The disease will need more time to spread among the population and also a longer time before it slowly recedes.
When it comes to the emerging coronavirus, it is preferable to slow the spread of the disease before it affects a large portion of the United States population, so let’s try enforcing forced quarantine, such as that applied by the Chinese government to Hubei Province.
As health experts have predicted, it has proven impossible to completely isolate the sick population from the healthy ones.
“Forced quarantine is impractical,” Liana Win, a former health commissioner for Baltimore, Maryland, told the Washington Post in January, explaining that “many people work in the city and live somewhat far from their work, and vice versa.” True, will people be separated from their families? How will all roads be closed? How will supplies reach the population? ”
“These types of closures are very rare and ineffective,” says Lawrence Justin, professor of global health law at Georgetown University.
Fortunately, there are other ways to slow the spread of the disease. Health officials have encouraged people to avoid public gatherings, stay home and keep a distance with others. Reducing mixing reduces the chances of the virus spreading.
But the crisis is that some are still coming out, perhaps because of their actions or other obligations, or even simply, because they refuse to heed the health officials’ warnings, these people are not only more likely to contract the disease, but also to spread it.
The Washington Post ran a virtual simulation, in which a quarter of the population continues to move, while the other three quarters adopt a “social divergence” strategy, as experts call it.
After simulating the assumption that only a quarter of the population would continue to move over a city of two hundred people, it seemed that they would infect a hundred others, while a quarter of the population remained healthy without disease, which indicates that the more “social spacing”, the slower the spread of the virus.
“We control the desire to be in public places by closing them. Italy closes all of its restaurants, China closes everything, and we also close some places now,” says Drew Harris, assistant professor at Thomas Jefferson University School of Public Health. It helps people to apply social spacing. “
Simulations were applied on the assumption that one in eight people would be allowed to move, so it seemed that three quarters of the population would remain safe, and that only about 50 of the two hundred people would become ill.

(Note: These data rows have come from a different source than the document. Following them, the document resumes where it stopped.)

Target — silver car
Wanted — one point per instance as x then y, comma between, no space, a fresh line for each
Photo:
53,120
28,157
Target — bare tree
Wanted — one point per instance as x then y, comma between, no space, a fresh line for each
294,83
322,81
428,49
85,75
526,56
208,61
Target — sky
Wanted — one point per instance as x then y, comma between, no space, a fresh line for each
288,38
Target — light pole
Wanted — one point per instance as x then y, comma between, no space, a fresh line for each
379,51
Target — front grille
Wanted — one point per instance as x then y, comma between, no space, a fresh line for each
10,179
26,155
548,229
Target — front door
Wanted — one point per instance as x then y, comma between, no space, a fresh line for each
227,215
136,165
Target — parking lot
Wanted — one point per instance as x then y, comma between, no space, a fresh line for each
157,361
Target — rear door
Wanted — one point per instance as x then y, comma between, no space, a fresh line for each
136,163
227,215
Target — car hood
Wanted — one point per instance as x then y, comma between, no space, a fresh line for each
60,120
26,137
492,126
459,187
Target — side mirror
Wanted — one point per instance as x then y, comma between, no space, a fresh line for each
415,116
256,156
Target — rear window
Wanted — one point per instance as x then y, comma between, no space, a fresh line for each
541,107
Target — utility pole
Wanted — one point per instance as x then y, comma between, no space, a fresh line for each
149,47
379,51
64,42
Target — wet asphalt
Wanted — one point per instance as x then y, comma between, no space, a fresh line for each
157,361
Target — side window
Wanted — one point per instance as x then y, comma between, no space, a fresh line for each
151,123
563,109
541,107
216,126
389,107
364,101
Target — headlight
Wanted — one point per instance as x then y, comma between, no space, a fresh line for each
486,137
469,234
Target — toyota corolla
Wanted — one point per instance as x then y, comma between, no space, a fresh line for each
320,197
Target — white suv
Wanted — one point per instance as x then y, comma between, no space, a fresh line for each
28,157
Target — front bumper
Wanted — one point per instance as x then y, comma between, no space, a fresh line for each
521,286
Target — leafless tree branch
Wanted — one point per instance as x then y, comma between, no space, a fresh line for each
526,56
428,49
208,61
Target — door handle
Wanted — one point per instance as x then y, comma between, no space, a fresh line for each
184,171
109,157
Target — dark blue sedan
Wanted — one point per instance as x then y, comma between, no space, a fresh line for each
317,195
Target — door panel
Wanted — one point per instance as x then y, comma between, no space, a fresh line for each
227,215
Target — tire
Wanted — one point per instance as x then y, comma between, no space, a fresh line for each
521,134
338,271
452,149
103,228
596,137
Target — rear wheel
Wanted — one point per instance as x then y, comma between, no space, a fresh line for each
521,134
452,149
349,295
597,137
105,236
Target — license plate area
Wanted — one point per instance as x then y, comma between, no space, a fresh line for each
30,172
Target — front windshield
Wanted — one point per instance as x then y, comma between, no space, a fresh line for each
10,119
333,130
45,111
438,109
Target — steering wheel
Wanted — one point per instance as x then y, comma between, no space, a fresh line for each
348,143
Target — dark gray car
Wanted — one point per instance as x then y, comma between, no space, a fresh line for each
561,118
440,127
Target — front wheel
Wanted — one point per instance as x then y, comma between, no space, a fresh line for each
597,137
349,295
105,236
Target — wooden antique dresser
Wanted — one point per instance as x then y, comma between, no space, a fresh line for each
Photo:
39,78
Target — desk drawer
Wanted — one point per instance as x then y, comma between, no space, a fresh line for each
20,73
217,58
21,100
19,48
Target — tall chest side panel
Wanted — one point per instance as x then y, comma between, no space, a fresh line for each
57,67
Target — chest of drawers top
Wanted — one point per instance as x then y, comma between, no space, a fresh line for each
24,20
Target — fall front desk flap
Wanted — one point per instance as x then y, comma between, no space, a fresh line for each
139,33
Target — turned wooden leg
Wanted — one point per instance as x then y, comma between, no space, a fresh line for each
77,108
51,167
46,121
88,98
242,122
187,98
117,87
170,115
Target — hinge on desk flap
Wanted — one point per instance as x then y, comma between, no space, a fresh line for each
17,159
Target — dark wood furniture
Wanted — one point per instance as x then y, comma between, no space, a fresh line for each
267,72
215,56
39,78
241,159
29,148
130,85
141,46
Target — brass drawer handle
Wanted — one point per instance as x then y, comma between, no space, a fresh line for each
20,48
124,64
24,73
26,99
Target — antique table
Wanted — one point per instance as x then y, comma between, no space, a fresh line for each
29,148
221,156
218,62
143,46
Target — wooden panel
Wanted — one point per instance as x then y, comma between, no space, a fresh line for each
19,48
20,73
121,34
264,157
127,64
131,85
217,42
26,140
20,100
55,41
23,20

By applying virtual simulations to the four cases: freedom for all in movement, forced quarantine, and the application of limited, then intensive, “social spacing”, it became clear that the application of an intense “social spacing” strategy by people themselves, and precautionary measures such as closing places of assembly, are matters More effective than forced quarantine.
It should be remembered here that the simulation only calculated the number of potential injuries if the disease spread, but it did not count the deaths that might result from the injury.
It is clear that the elderly or those with other chronic diseases are more likely to die from the emerging coronavirus.